What is actually happening behind the scenes, and how is the London Stock Exchange involved in the process?
There are a number of intermediaries which complicate the process of how shares are traded on the London Stock Exchange. These include market makers, also known as retail service providers or ‘stock jobbers’.
In this explanation, we will simplify the process by ignoring these parties. When financial institutions place large buy or sell orders, their trades also bypass market makers, so we will effectively describe how a large orders of this nature takes place:
There are three stages to a complete a trade:
Execution is the near-instant process of buy and sell orders being matched for a given quantity and price. This stage occurs moments after a trader clicks ‘place order’ at their terminal.
Execution at the live market price:
If a client instructs a stockbroker to buy 1,000 shares of BP plc at the live market price.
- The stockbroker automatically reviews the active sell orders on the exchange
- Starting with the lowest price first, will accept as many of these offers as needed until 1,000 shares have been bought.
Execution above/below the current market price using a limit order
If a client instructs a stockbroker to buy 500 shares of Domino’s Pizza Group plc at £3.45 (below the market price):
- The stockbroker will enter this buy order into the order book and wait.
- If the market price drifts downward following high selling volumes, this order may be eventually accepted by a stockbroker looking to sell.
- Large selling volumes cause the market price to drift downward because earlier sales will ‘use up’ the highest prices first and if these are quickly exhausted, stockbrokers will only have lower sell prices to match further orders against.
- This will result in the execution of the trade at the behest of the seller, at an unknown time in the future.
- If the market price never reaches as low as £3.45, then the buy order may never represent the best buy price offered and may never be accepted by a stockbroker on the sell-side.
Clearing is the process of both parties to the deal arranging for payment and transfer of the ownership of shares by an agreed date. When trading via the LSE, clearing and settlement must take place within 2 business days. This is known as ‘T+2’, and has been in effect since 2014.
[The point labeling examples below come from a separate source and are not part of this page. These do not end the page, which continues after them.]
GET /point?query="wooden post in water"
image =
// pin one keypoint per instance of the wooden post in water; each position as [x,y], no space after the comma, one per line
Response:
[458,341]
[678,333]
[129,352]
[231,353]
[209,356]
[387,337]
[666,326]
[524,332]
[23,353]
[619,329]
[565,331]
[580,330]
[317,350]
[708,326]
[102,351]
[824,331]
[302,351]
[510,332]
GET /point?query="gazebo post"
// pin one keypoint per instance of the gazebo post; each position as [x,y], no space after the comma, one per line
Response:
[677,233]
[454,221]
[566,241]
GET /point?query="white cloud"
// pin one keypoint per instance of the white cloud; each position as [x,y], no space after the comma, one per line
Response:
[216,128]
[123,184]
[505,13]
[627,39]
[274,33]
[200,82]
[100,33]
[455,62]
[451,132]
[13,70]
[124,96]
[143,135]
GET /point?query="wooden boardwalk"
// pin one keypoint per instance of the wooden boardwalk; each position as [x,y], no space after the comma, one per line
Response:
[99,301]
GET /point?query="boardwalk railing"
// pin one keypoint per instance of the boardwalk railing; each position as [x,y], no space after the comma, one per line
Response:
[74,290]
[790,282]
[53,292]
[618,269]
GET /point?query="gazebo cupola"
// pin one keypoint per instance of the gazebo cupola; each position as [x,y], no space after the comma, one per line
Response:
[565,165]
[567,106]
While clearing can take place bilaterally, i.e. through correspondence between the stockbrokers involved, it is highly efficient to use a third party, known as a clearinghouse to carry this out. This is called centralised clearing.
The advantage of using a clearinghouse is that the clearinghouse will assume the risk of things going wrong, and will effectively guarantee the desired outcome of the trade to both parties. In turn, the clearinghouse will impose rules and restrictions on the stockbrokers to ensure that they uphold their end of the deal. This may include depositing a cash sum with the clearinghouse as security to hold.
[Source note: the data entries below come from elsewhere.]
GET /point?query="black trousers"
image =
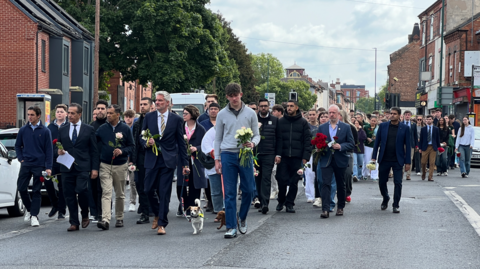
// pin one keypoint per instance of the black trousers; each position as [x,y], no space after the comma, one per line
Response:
[76,183]
[287,176]
[264,179]
[327,174]
[56,197]
[144,203]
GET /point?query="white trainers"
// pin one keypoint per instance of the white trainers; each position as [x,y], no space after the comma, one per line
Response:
[34,221]
[26,216]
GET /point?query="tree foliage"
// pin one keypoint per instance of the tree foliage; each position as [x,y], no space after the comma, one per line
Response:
[266,65]
[306,99]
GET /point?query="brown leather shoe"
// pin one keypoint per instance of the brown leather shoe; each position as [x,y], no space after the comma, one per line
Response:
[339,212]
[73,228]
[325,215]
[155,223]
[85,223]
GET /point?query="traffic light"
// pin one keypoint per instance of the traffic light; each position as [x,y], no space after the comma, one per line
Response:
[293,96]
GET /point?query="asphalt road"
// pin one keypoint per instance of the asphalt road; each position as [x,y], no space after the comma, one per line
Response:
[438,227]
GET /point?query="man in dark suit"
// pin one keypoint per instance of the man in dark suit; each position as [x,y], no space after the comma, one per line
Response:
[413,137]
[429,144]
[159,169]
[393,138]
[78,139]
[336,158]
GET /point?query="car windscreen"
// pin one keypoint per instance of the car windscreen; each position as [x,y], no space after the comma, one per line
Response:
[8,140]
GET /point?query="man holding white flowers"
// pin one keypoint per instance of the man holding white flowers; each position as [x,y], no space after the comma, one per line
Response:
[227,160]
[113,164]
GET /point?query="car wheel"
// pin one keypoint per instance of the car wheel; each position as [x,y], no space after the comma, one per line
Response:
[18,209]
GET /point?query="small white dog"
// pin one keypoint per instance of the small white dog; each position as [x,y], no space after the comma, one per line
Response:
[196,217]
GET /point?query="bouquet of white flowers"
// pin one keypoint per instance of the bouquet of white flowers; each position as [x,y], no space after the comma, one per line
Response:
[244,135]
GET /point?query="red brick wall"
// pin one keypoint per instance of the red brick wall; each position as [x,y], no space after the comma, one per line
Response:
[404,67]
[17,58]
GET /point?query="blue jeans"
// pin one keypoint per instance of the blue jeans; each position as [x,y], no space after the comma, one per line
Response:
[357,165]
[217,192]
[320,182]
[231,168]
[465,157]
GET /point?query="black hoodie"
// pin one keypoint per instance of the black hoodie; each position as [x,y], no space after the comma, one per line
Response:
[295,136]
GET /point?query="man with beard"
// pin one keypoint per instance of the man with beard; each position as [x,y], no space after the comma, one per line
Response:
[296,150]
[95,188]
[138,159]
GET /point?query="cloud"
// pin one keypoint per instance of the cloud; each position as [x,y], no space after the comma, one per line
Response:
[328,23]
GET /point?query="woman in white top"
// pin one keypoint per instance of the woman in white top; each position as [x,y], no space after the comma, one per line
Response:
[464,145]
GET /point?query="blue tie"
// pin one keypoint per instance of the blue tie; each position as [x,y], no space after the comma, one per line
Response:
[74,135]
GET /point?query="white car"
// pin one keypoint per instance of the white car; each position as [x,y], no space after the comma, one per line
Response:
[9,169]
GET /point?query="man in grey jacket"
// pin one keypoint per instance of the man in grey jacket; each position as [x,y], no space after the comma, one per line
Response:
[233,117]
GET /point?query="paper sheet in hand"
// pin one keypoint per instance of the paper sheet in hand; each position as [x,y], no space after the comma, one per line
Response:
[66,159]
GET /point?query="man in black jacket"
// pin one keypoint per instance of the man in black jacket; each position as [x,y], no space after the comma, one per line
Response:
[78,139]
[295,153]
[138,160]
[267,149]
[95,188]
[117,144]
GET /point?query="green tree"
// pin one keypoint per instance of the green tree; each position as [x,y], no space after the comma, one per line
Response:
[365,104]
[266,65]
[306,99]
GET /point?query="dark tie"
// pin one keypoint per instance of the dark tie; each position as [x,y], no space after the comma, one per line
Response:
[74,135]
[429,136]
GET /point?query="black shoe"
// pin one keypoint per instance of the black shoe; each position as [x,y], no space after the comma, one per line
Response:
[53,212]
[103,225]
[143,219]
[264,209]
[290,209]
[119,224]
[60,216]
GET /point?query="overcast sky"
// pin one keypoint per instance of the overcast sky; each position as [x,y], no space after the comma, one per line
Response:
[305,31]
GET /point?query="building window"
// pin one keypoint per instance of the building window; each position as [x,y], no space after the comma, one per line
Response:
[66,60]
[44,56]
[431,27]
[85,60]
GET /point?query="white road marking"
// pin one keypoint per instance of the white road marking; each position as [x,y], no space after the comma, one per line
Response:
[470,214]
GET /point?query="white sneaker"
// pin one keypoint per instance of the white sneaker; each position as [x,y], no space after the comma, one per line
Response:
[26,216]
[34,221]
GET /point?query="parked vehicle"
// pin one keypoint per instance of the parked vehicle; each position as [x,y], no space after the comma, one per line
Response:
[9,169]
[180,100]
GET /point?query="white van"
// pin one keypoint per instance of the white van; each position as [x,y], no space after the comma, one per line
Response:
[180,100]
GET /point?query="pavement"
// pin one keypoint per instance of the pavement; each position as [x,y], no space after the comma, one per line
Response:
[438,227]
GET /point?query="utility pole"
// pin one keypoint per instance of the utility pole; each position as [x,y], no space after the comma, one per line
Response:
[96,75]
[441,54]
[375,89]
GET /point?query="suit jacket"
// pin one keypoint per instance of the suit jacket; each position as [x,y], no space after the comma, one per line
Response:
[402,149]
[84,151]
[171,143]
[345,139]
[413,134]
[424,136]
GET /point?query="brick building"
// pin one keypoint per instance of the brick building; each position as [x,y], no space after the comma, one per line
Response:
[43,48]
[403,70]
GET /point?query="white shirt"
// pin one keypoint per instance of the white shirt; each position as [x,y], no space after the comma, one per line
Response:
[207,147]
[468,138]
[70,133]
[159,120]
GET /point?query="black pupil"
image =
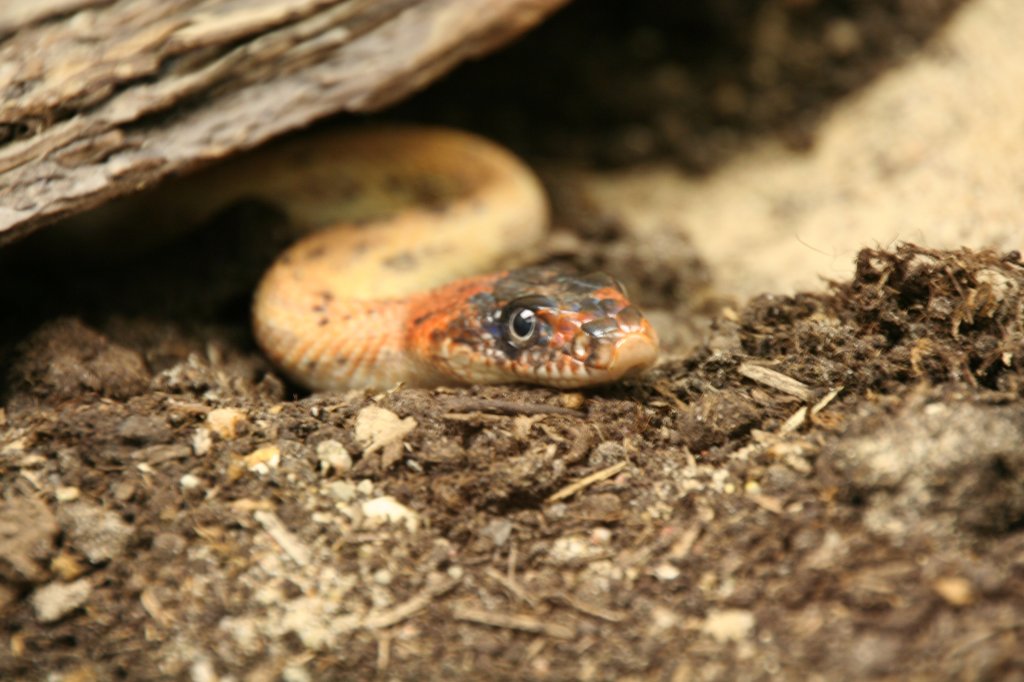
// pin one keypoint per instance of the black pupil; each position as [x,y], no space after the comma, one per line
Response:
[522,324]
Given that the two opposing stockbrokers may not know or trust one another, it is highly efficient to deal through a third party who can provide assurance to each party that the other will honour the deal struck.
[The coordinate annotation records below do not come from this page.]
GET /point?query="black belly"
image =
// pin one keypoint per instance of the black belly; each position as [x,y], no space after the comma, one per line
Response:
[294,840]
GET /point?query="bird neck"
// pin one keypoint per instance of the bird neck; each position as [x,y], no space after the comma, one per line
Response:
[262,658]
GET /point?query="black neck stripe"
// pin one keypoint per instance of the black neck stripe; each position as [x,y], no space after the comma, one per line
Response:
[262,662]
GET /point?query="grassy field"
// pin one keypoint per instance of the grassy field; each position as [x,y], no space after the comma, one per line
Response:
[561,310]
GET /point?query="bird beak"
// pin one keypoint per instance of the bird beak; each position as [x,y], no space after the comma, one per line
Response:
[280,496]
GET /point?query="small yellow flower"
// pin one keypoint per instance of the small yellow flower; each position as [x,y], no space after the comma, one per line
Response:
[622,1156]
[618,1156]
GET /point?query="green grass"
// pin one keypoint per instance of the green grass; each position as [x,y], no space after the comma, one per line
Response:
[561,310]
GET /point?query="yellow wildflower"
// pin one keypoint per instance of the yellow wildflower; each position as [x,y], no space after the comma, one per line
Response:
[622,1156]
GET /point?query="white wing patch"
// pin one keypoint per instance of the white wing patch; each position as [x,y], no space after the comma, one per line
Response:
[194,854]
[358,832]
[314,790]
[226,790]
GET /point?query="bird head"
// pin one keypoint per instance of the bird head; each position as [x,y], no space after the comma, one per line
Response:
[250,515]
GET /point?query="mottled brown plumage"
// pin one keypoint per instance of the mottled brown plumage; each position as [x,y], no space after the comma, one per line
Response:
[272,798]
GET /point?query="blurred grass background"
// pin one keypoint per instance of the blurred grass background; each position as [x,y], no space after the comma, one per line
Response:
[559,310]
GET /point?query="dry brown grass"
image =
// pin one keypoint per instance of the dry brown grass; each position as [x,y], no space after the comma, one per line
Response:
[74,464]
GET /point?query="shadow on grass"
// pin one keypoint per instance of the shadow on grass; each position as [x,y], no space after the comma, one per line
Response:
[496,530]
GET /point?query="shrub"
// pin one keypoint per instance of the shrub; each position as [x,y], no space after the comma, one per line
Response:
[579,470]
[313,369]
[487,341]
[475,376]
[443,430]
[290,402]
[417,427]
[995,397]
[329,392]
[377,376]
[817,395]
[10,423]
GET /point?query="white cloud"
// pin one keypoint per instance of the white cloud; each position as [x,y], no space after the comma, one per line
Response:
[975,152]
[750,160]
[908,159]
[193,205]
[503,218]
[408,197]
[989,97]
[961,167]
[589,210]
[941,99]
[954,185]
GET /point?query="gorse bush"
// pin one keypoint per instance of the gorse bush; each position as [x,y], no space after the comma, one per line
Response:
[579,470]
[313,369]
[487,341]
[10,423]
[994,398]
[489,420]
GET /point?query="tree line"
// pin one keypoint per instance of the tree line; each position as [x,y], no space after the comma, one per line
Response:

The London Stock Exchange owns a majority stake in a clearinghouse called LCH.Clearnet which is one of the leading clearinghouses. Stockbrokers are not required to use LCH to clear trades placed on the LSE.
In layman terms, using centralised clearing is like using an escrow process to transfer ownership of a property. While each side to the transaction may not trust each other to honour their obligations, they do trust that the escrow agent will not release the property to the buyer until it has secured the buyer’s cash to be able to pass to the seller.
Settlement is the final part of the process of trading shares with the London Stock Exchange.
This is the point at which the ownership of shares is legally transferred from seller to buyer, and cash is transferred from buyer to seller.
Retail investors usually own shares through nominee accounts with an online brokerage. In this scenario, the new registered owner of the shares will be the buyers’ stockbroker. The stockbroker’s internal systems will hold the information that assigns those shares to the client’s own account.